Published online by Cambridge University Press: 05 June 2012
A JEWISH MERCHANT OF AMSTERDAM
Bento de Spinoza was born in Amsterdam on November 24, 1632, to a prominent merchant family of that city's Portuguese-Jewish community. He was the second of three sons, and one of five children of Michael de Spinoza and his wife, Hannah Deborah Senior, recent immigrants to the Netherlands from Portugal.
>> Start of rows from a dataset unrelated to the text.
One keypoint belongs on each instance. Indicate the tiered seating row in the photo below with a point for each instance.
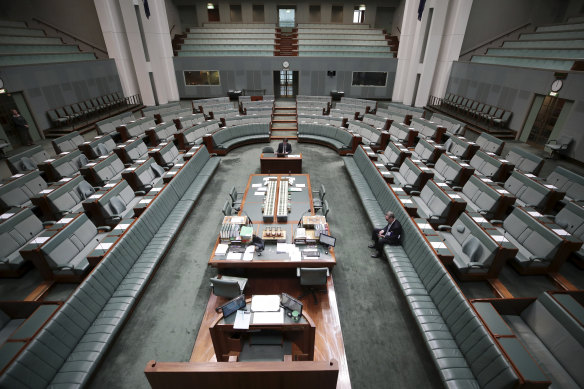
(475, 109)
(554, 47)
(20, 45)
(81, 332)
(84, 110)
(463, 351)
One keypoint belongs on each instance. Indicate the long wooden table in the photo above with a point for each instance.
(270, 258)
(272, 164)
(324, 316)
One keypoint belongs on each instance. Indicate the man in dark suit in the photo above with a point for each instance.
(390, 234)
(284, 147)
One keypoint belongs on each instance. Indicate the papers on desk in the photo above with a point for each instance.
(269, 317)
(438, 245)
(242, 319)
(265, 303)
(221, 249)
(248, 255)
(40, 239)
(233, 256)
(240, 280)
(104, 246)
(284, 248)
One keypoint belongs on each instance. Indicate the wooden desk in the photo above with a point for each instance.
(324, 317)
(251, 206)
(291, 164)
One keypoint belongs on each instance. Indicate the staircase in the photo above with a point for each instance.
(392, 42)
(286, 42)
(285, 120)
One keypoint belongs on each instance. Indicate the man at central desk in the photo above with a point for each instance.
(284, 147)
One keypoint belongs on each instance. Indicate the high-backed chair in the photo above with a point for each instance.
(559, 146)
(225, 288)
(227, 208)
(318, 197)
(311, 278)
(236, 197)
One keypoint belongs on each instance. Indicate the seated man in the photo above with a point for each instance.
(390, 234)
(284, 147)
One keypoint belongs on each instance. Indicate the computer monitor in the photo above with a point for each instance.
(291, 303)
(327, 240)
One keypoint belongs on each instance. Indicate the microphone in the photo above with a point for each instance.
(248, 218)
(301, 216)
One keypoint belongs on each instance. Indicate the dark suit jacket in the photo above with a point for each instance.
(393, 234)
(281, 148)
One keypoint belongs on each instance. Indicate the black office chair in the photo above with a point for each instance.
(311, 278)
(225, 288)
(228, 209)
(259, 243)
(236, 197)
(318, 197)
(324, 210)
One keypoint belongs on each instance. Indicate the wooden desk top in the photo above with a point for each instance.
(270, 258)
(271, 156)
(328, 342)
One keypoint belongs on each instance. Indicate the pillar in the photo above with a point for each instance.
(427, 49)
(141, 48)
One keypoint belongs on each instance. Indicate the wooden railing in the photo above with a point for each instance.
(494, 39)
(71, 35)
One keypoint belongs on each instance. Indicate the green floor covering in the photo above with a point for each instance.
(383, 346)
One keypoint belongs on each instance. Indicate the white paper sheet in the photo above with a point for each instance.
(242, 320)
(234, 256)
(265, 303)
(269, 317)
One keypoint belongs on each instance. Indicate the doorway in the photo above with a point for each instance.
(286, 16)
(8, 102)
(549, 117)
(285, 83)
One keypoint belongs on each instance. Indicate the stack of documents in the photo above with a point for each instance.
(221, 249)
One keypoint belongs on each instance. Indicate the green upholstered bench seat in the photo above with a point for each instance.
(69, 348)
(463, 352)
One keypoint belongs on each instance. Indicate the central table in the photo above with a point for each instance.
(270, 258)
(290, 164)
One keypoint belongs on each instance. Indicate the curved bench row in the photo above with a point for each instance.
(70, 347)
(222, 141)
(462, 349)
(339, 139)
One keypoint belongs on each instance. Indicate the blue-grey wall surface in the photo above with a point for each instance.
(514, 88)
(50, 86)
(239, 73)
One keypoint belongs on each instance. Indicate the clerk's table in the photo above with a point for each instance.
(288, 164)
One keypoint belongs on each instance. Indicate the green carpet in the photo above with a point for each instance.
(383, 346)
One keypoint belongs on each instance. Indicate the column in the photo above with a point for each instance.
(159, 44)
(409, 26)
(140, 46)
(428, 48)
(116, 41)
(456, 23)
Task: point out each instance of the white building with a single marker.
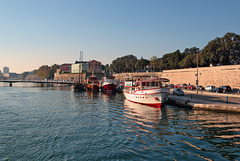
(5, 70)
(81, 65)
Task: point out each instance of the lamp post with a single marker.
(119, 72)
(197, 72)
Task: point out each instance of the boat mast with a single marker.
(80, 60)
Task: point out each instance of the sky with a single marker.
(46, 32)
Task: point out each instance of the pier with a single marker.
(40, 82)
(223, 102)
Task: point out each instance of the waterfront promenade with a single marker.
(41, 82)
(208, 101)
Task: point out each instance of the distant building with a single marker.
(5, 70)
(65, 68)
(80, 65)
(94, 65)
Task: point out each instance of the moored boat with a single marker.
(108, 84)
(78, 87)
(146, 90)
(92, 84)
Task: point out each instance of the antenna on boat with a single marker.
(80, 60)
(81, 56)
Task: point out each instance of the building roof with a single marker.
(94, 61)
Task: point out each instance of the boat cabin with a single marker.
(141, 83)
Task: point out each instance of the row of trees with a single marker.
(223, 51)
(43, 72)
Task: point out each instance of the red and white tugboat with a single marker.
(146, 90)
(108, 84)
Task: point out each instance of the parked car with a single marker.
(183, 86)
(200, 88)
(217, 90)
(209, 88)
(191, 87)
(235, 90)
(165, 85)
(177, 86)
(178, 92)
(226, 88)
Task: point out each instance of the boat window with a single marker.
(152, 84)
(148, 83)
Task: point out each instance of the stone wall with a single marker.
(75, 77)
(217, 75)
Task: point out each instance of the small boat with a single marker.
(108, 85)
(147, 90)
(78, 87)
(92, 84)
(120, 87)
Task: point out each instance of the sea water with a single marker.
(55, 123)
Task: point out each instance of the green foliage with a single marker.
(141, 64)
(225, 50)
(124, 64)
(25, 74)
(46, 72)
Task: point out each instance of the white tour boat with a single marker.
(146, 90)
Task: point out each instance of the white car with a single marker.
(209, 88)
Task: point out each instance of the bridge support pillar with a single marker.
(40, 84)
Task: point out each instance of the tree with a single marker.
(43, 72)
(25, 74)
(141, 64)
(225, 50)
(125, 63)
(52, 71)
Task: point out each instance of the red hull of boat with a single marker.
(109, 88)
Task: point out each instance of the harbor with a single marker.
(207, 101)
(55, 123)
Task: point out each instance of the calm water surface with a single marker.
(55, 123)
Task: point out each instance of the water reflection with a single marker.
(142, 113)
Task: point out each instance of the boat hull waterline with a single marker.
(152, 97)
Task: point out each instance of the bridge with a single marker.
(41, 82)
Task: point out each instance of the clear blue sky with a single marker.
(45, 32)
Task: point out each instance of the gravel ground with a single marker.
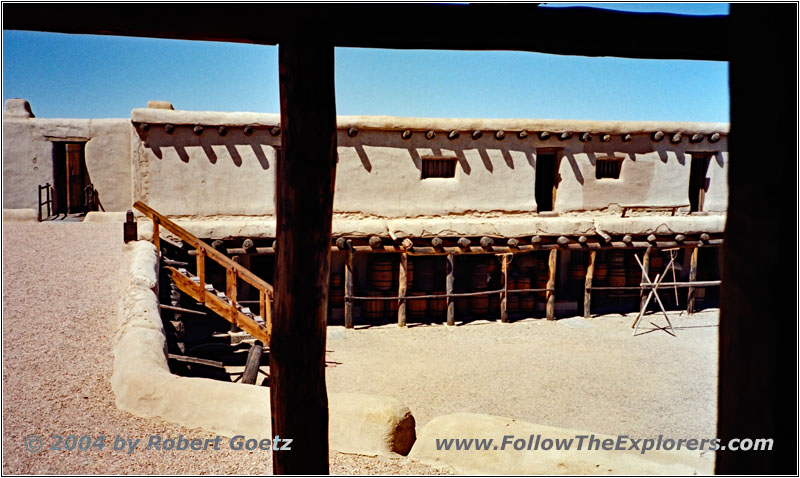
(596, 377)
(61, 283)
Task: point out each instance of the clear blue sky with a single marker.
(86, 76)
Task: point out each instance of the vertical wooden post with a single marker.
(587, 293)
(504, 297)
(402, 287)
(201, 272)
(692, 278)
(304, 180)
(451, 283)
(348, 286)
(646, 266)
(551, 284)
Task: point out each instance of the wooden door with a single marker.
(75, 177)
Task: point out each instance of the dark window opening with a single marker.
(698, 182)
(545, 187)
(438, 168)
(70, 177)
(608, 168)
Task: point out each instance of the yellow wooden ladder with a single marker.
(222, 303)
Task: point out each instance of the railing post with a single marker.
(402, 286)
(451, 281)
(348, 287)
(201, 273)
(587, 293)
(156, 235)
(551, 284)
(504, 297)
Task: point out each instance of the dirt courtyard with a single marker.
(587, 374)
(62, 282)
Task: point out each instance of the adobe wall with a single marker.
(28, 155)
(378, 174)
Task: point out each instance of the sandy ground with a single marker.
(61, 283)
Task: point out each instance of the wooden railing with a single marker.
(233, 271)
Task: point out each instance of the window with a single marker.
(545, 186)
(438, 168)
(698, 183)
(608, 168)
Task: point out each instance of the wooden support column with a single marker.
(304, 181)
(692, 278)
(451, 283)
(587, 293)
(504, 298)
(551, 284)
(348, 286)
(402, 287)
(646, 265)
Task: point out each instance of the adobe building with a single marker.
(467, 206)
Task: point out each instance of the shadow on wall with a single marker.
(157, 139)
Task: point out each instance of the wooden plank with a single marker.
(402, 286)
(504, 295)
(365, 26)
(305, 181)
(450, 287)
(587, 294)
(551, 284)
(692, 278)
(348, 289)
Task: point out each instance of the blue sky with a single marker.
(86, 76)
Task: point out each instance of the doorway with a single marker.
(545, 183)
(70, 177)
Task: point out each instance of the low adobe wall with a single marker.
(144, 386)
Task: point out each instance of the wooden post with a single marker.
(551, 284)
(304, 180)
(401, 290)
(348, 286)
(692, 278)
(156, 236)
(587, 293)
(646, 267)
(504, 297)
(451, 283)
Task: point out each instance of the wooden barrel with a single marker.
(616, 259)
(600, 271)
(390, 306)
(380, 274)
(423, 274)
(479, 305)
(480, 277)
(462, 306)
(616, 277)
(437, 308)
(409, 274)
(373, 309)
(416, 308)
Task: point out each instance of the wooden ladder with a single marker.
(222, 303)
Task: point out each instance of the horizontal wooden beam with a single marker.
(521, 27)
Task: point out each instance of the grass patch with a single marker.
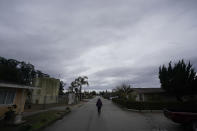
(41, 120)
(38, 121)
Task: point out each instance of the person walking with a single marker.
(99, 105)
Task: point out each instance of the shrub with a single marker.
(155, 105)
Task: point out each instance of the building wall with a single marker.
(49, 91)
(19, 101)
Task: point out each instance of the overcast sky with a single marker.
(110, 41)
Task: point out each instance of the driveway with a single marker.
(112, 118)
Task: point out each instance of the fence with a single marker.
(42, 102)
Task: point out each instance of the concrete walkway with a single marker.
(112, 118)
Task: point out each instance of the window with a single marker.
(7, 96)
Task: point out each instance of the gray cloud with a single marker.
(110, 41)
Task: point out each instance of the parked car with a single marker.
(185, 117)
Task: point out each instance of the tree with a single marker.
(14, 71)
(79, 82)
(179, 80)
(61, 88)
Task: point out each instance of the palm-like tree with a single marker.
(79, 82)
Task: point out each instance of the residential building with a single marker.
(48, 92)
(13, 94)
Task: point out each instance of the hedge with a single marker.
(155, 105)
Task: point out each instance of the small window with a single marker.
(7, 96)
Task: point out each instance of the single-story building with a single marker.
(13, 94)
(48, 92)
(150, 94)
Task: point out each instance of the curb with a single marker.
(145, 111)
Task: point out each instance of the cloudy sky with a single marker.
(110, 41)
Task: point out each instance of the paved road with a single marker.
(112, 118)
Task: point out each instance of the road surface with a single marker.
(112, 118)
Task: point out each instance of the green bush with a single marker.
(155, 105)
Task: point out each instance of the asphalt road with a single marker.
(112, 118)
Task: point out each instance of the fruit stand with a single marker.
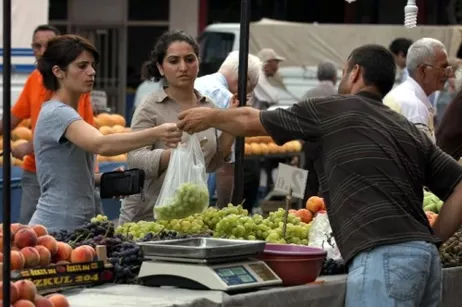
(35, 250)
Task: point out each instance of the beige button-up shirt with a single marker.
(156, 109)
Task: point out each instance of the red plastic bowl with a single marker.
(294, 264)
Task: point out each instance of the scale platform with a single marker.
(209, 264)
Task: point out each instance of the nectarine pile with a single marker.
(23, 293)
(32, 246)
(21, 134)
(264, 145)
(109, 124)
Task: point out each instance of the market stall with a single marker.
(327, 291)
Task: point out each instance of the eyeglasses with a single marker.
(447, 70)
(37, 46)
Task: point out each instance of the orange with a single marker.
(315, 204)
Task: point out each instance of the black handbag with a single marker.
(129, 182)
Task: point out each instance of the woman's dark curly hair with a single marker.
(160, 49)
(61, 51)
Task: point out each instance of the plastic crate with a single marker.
(16, 192)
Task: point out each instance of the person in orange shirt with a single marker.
(28, 105)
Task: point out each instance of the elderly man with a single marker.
(327, 77)
(372, 172)
(399, 48)
(221, 86)
(428, 67)
(265, 94)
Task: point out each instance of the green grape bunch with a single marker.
(188, 199)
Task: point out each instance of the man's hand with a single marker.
(22, 150)
(195, 119)
(234, 103)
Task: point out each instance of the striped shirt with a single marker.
(372, 168)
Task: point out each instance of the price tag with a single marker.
(290, 177)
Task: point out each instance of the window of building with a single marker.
(148, 10)
(57, 10)
(144, 38)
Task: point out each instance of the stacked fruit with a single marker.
(123, 253)
(20, 135)
(264, 145)
(451, 251)
(231, 222)
(109, 124)
(34, 247)
(23, 293)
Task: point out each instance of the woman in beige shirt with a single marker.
(174, 60)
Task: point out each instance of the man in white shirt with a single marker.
(399, 48)
(265, 93)
(220, 87)
(428, 67)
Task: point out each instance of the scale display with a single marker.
(235, 275)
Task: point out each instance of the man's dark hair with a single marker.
(378, 66)
(326, 71)
(47, 28)
(400, 45)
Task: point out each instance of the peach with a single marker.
(21, 226)
(31, 256)
(45, 255)
(23, 303)
(315, 204)
(49, 242)
(41, 301)
(92, 250)
(14, 227)
(64, 252)
(25, 237)
(40, 230)
(58, 300)
(81, 254)
(14, 292)
(26, 289)
(17, 260)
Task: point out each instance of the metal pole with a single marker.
(6, 150)
(242, 94)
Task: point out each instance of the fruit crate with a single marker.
(61, 277)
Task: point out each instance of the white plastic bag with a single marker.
(321, 236)
(184, 191)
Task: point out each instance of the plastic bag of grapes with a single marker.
(184, 191)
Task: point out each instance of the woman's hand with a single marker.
(169, 133)
(234, 102)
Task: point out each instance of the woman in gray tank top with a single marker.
(65, 145)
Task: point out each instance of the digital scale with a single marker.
(206, 264)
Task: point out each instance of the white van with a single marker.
(218, 40)
(306, 45)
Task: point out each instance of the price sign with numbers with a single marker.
(291, 178)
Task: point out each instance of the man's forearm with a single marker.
(450, 216)
(242, 121)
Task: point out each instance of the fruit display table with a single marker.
(326, 291)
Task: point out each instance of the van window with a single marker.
(215, 47)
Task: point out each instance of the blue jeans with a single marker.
(399, 275)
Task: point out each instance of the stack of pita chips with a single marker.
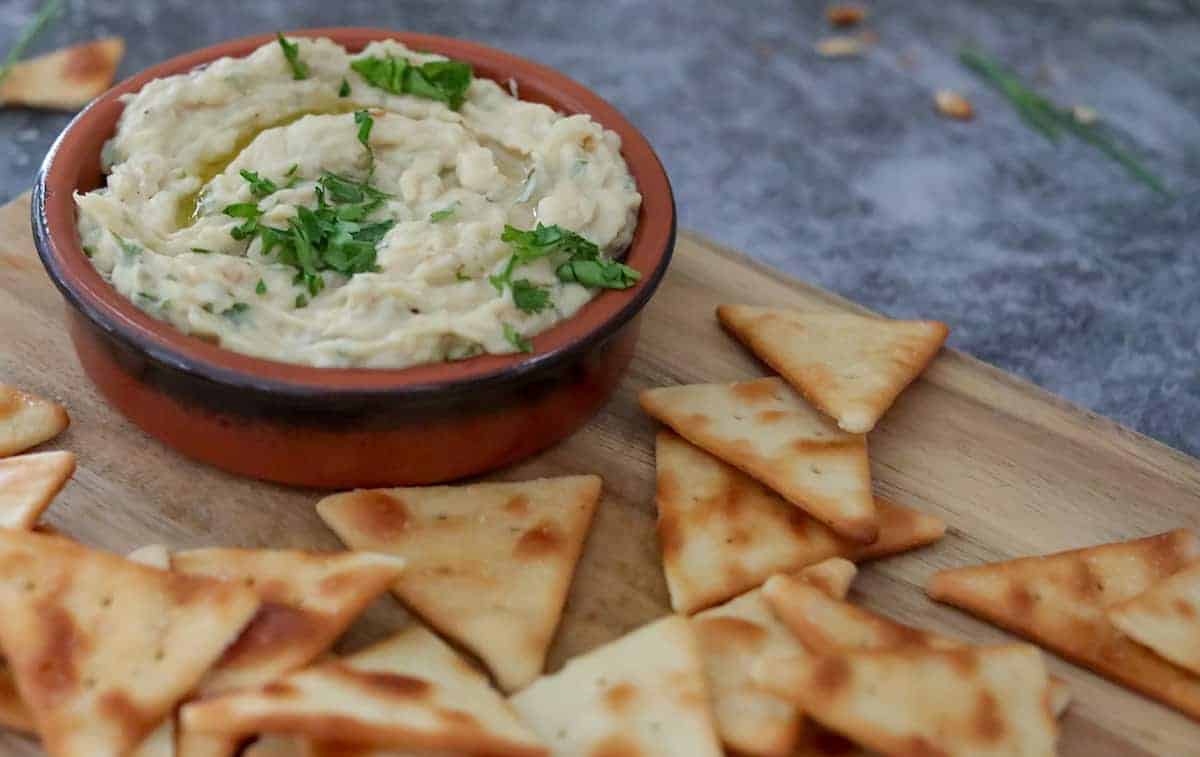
(893, 689)
(1127, 610)
(65, 79)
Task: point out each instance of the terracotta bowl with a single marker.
(331, 427)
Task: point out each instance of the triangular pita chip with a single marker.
(64, 79)
(489, 564)
(723, 533)
(309, 600)
(766, 428)
(982, 701)
(1167, 618)
(27, 420)
(102, 648)
(643, 694)
(732, 637)
(1060, 602)
(161, 742)
(28, 484)
(828, 624)
(852, 367)
(411, 690)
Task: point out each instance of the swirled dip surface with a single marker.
(453, 179)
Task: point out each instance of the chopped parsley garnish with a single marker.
(445, 80)
(292, 53)
(445, 212)
(580, 259)
(516, 340)
(365, 122)
(529, 296)
(235, 311)
(334, 236)
(258, 185)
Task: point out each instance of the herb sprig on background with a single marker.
(48, 12)
(1051, 120)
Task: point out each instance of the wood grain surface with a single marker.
(1012, 469)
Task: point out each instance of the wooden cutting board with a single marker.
(1012, 469)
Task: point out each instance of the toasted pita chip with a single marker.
(65, 79)
(827, 624)
(1060, 601)
(723, 533)
(732, 636)
(982, 701)
(154, 556)
(1165, 618)
(766, 428)
(411, 690)
(27, 420)
(309, 600)
(102, 648)
(489, 564)
(850, 366)
(28, 484)
(643, 694)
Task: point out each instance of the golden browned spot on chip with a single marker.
(85, 61)
(832, 674)
(119, 708)
(988, 722)
(517, 505)
(616, 746)
(619, 697)
(539, 541)
(1185, 608)
(379, 514)
(755, 391)
(461, 719)
(53, 671)
(1020, 600)
(274, 625)
(390, 684)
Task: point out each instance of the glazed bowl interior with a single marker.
(73, 166)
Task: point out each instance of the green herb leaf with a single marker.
(516, 340)
(258, 185)
(235, 311)
(529, 296)
(445, 80)
(36, 25)
(445, 212)
(1051, 120)
(599, 274)
(292, 53)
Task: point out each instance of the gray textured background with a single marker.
(1045, 260)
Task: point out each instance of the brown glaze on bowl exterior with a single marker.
(333, 427)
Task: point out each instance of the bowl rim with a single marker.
(58, 242)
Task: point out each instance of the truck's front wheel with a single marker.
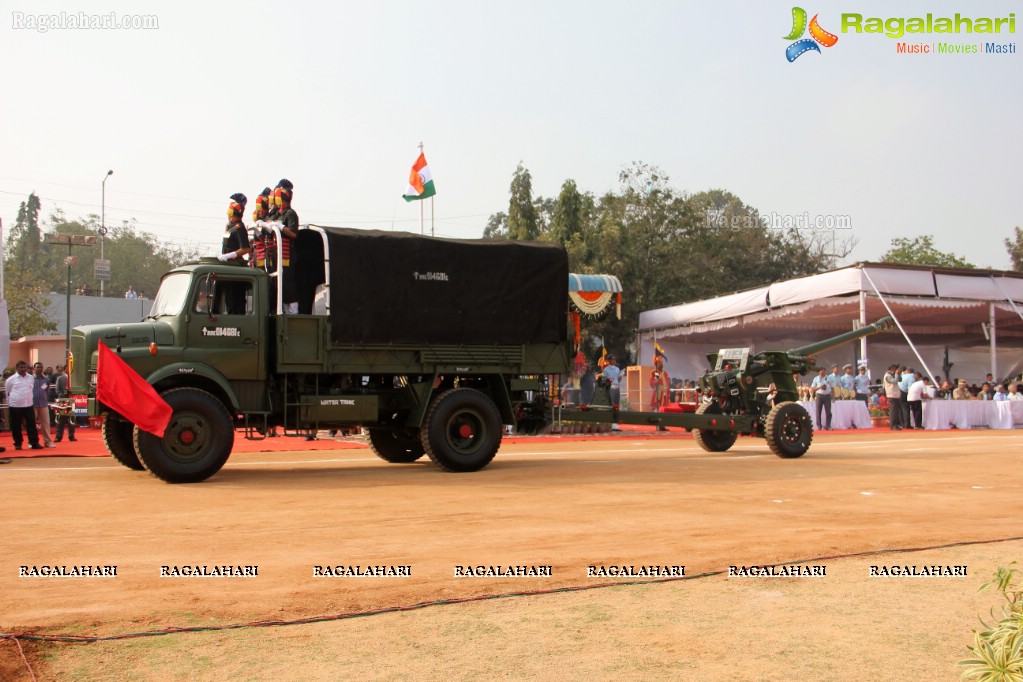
(197, 440)
(461, 430)
(118, 439)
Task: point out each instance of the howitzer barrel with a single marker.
(881, 325)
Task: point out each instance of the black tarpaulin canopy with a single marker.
(398, 287)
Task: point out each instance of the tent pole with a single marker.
(1008, 298)
(862, 323)
(898, 324)
(994, 343)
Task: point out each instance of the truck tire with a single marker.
(713, 441)
(394, 446)
(461, 430)
(789, 429)
(196, 443)
(118, 439)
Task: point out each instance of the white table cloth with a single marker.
(972, 413)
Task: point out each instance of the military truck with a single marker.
(430, 345)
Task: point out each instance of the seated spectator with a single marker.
(945, 391)
(962, 392)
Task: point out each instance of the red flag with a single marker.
(121, 388)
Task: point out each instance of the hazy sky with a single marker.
(226, 97)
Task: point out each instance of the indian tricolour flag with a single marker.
(420, 182)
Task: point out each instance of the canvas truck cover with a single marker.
(398, 287)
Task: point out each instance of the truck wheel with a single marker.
(789, 429)
(118, 439)
(396, 447)
(461, 430)
(197, 440)
(713, 441)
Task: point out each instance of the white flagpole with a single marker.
(423, 227)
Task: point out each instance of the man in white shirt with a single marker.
(821, 389)
(915, 397)
(19, 388)
(894, 396)
(614, 374)
(861, 384)
(847, 379)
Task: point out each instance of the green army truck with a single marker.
(430, 345)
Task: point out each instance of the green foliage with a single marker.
(921, 251)
(997, 646)
(35, 267)
(522, 220)
(1015, 248)
(25, 290)
(666, 246)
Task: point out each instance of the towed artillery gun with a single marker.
(736, 391)
(734, 398)
(429, 345)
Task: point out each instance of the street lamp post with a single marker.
(102, 229)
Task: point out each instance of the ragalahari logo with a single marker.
(817, 36)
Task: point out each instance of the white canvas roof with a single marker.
(937, 308)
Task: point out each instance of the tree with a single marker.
(24, 239)
(137, 259)
(570, 213)
(666, 246)
(522, 214)
(921, 251)
(25, 291)
(497, 227)
(1015, 248)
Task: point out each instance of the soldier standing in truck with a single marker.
(288, 231)
(235, 245)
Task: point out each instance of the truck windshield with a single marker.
(172, 294)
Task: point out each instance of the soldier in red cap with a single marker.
(288, 231)
(235, 245)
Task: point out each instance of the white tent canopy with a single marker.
(974, 315)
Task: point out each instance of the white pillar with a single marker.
(994, 343)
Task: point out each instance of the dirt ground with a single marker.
(572, 504)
New Christians – the descendants of Jews who had been forcibly converted to Christianity in Spain and Portugal at the end of the fifteenth century – had been living in the Low Countries, still under Spanish dominion, throughout most of the sixteenth century. Many of them resided in Antwerp, where they were able to pursue their business affairs at a relatively safe remove from the heart of the Inquisition. With the beginning of the armed revolt of the seven northern provinces, now called the United Provinces of the Netherlands, in the 1570s, and the consequent eclipse of Antwerp by Amsterdam as a major center for trade, many of these families moved up to that more liberal and cosmopolitan city on the Amstel River. In Amsterdam, with its generally tolerant environment and greater concern for economic prosperity than for religious uniformity, the Portuguese New Christians, or “conversos,” were able to return to the religion of their ancestors and reestablish themselves in Jewish life.
By the middle of the second decade of the seventeenth century, Amsterdam was home to three congregations of Iberian, or Sephardic, Jews.